# Regularization example with IRIS dataset

## Model validation on the Iris dataset

### Intentions

We will implement validation, regularisation and callbacks on IRIS dataset

In [None]:
from numpy.random import seed
seed(8)
import tensorflow as tf
import numpy as np
import matplotlib.pyplot as plt
from sklearn import datasets, model_selection 
%matplotlib inline

from tensorflow.keras.models import Sequential
from tensorflow.keras.layers import Dense
from sklearn.model_selection import train_test_split
from tensorflow.keras import initializers

IRIS pictures here..

#### The Iris dataset

In this assignment, you will use the [Iris dataset](https://scikit-learn.org/stable/auto_examples/datasets/plot_iris_dataset.html). It consists of 50 samples from each of three species of Iris (Iris setosa, Iris virginica and Iris versicolor). Four features were measured from each sample: the length and the width of the sepals and petals, in centimeters. For a reference, see the following papers:

- R. A. Fisher. "The use of multiple measurements in taxonomic problems". Annals of Eugenics. 7 (2): 179–188, 1936.

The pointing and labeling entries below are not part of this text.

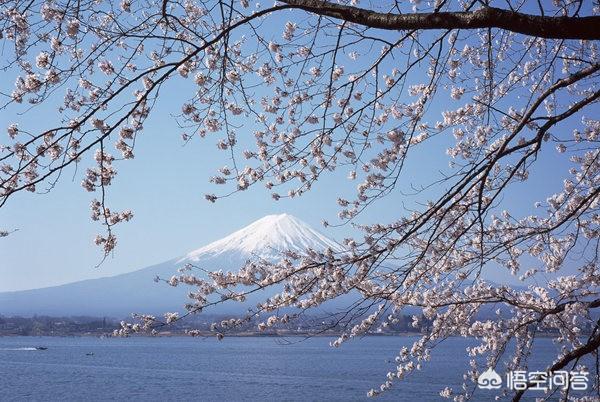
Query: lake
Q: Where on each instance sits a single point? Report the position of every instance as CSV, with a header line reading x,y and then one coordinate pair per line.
x,y
235,369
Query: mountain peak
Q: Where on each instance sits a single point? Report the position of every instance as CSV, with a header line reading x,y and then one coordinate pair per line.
x,y
267,238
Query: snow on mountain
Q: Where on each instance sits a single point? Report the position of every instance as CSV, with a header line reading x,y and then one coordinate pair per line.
x,y
120,295
266,238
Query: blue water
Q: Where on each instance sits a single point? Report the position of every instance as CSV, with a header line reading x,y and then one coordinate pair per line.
x,y
235,369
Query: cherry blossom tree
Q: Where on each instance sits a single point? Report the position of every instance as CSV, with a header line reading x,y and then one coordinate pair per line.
x,y
360,87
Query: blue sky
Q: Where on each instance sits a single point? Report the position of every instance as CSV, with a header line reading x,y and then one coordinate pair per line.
x,y
164,186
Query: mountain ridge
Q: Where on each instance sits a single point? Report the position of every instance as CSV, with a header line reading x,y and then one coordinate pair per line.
x,y
136,291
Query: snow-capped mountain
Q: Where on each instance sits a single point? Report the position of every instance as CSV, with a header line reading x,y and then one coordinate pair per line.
x,y
266,238
136,291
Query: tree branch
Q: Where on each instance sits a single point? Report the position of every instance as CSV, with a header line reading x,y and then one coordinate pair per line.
x,y
486,17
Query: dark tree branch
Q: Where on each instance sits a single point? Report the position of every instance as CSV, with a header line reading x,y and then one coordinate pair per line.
x,y
486,17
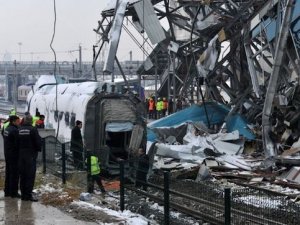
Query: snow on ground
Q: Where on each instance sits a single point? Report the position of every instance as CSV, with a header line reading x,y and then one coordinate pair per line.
x,y
91,207
129,217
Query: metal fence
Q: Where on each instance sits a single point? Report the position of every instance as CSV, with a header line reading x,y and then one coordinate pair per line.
x,y
208,201
212,202
57,159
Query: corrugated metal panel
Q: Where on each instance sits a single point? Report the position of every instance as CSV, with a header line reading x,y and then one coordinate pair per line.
x,y
149,21
114,36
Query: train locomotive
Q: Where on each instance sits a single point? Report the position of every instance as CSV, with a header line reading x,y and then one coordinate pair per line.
x,y
114,124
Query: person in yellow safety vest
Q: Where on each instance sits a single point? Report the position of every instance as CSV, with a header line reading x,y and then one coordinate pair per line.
x,y
95,174
35,118
12,112
165,106
159,108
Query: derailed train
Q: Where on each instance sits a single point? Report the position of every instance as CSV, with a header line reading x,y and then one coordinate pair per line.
x,y
114,124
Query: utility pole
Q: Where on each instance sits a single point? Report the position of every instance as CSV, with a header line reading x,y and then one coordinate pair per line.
x,y
130,63
80,62
20,52
14,94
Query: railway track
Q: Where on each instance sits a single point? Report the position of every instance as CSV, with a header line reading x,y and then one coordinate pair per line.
x,y
5,113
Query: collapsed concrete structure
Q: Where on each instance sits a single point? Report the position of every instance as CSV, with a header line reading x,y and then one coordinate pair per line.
x,y
243,54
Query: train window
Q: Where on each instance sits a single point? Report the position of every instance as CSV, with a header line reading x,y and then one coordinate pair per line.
x,y
60,115
56,115
67,118
73,119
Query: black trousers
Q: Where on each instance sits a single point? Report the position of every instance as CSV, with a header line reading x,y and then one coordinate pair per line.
x,y
96,178
11,176
141,180
27,165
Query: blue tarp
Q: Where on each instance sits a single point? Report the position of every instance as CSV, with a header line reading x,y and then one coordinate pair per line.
x,y
216,115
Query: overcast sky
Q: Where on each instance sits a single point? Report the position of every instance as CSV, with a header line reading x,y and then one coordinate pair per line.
x,y
27,28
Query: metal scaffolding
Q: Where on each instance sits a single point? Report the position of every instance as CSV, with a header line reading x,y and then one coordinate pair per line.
x,y
243,53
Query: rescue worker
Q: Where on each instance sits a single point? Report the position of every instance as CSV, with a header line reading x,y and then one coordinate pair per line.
x,y
151,108
159,107
77,145
40,122
12,112
142,169
165,107
11,154
178,104
95,174
29,146
35,118
170,106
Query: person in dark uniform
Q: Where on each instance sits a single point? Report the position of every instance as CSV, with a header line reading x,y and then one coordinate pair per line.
x,y
142,169
11,153
77,145
29,146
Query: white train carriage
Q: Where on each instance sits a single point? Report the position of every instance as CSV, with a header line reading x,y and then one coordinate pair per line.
x,y
23,92
113,124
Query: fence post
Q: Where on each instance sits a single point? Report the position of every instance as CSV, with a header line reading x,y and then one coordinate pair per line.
x,y
227,204
166,198
122,192
63,162
44,155
89,173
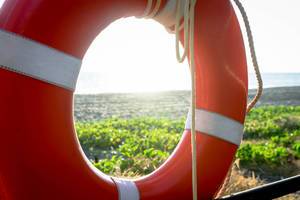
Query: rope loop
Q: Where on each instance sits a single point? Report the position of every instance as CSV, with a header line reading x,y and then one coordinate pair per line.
x,y
188,27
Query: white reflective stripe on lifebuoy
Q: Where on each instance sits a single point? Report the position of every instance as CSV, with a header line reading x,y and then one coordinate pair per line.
x,y
38,61
167,16
127,189
217,125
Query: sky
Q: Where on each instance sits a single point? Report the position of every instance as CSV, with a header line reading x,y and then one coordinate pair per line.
x,y
135,55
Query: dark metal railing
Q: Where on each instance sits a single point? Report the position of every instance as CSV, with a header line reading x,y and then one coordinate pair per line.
x,y
268,191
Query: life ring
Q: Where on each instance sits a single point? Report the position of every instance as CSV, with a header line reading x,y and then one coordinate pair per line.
x,y
42,43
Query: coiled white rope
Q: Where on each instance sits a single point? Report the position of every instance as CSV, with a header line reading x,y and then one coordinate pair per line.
x,y
188,26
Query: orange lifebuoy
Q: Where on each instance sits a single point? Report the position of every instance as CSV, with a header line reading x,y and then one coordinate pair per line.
x,y
42,43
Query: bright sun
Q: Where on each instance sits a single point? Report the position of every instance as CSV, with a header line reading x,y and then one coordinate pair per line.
x,y
132,55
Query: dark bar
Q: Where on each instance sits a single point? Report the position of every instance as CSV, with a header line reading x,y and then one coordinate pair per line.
x,y
268,191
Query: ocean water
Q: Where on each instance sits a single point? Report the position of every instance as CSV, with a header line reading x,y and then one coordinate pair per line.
x,y
94,83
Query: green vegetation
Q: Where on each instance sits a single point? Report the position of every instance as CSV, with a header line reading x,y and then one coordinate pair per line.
x,y
138,146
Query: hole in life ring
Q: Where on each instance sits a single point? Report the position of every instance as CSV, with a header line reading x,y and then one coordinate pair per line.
x,y
132,98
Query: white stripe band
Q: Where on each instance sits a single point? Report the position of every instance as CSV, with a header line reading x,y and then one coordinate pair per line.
x,y
38,61
127,189
217,125
167,16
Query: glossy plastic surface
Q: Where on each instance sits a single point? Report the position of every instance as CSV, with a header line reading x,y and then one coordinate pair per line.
x,y
40,154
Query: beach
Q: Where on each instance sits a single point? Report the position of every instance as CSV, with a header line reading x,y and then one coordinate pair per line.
x,y
172,104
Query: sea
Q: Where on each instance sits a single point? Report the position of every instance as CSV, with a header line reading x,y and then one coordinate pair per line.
x,y
91,83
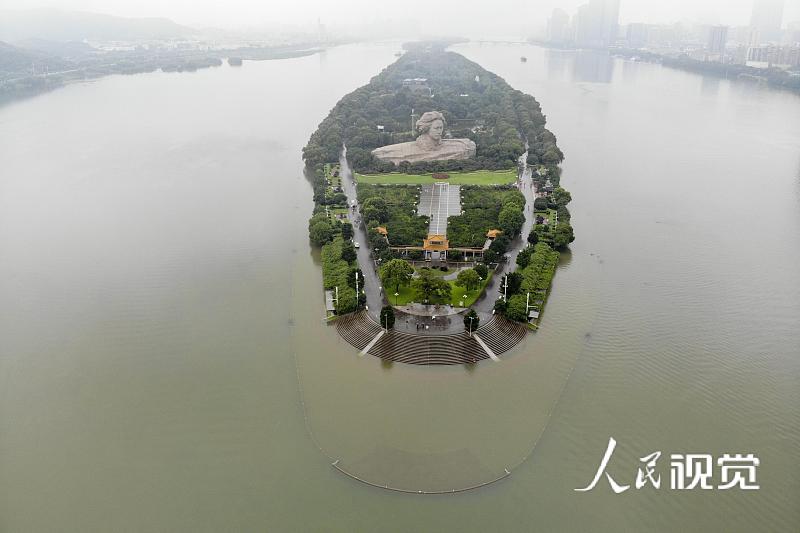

Our goal is to showcase a neural network that classifies each sample into the correct class, as well as applying validation and regularisation techniques.

#### Load and preprocess the data

First read in the Iris dataset using `datasets.load_iris()`, and split the dataset into training and test sets.

In [None]:
def read_in_and_split_data(iris_data):
    targets = iris_data.target
    data = iris_data.data
    
    train_data, test_data, train_targets, test_targets = train_test_split(data, targets, test_size=0.1)
    return train_data, test_data, train_targets, test_targets

In [None]:
iris_data = datasets.load_iris()
train_data, test_data, train_targets, test_targets = read_in_and_split_data(iris_data)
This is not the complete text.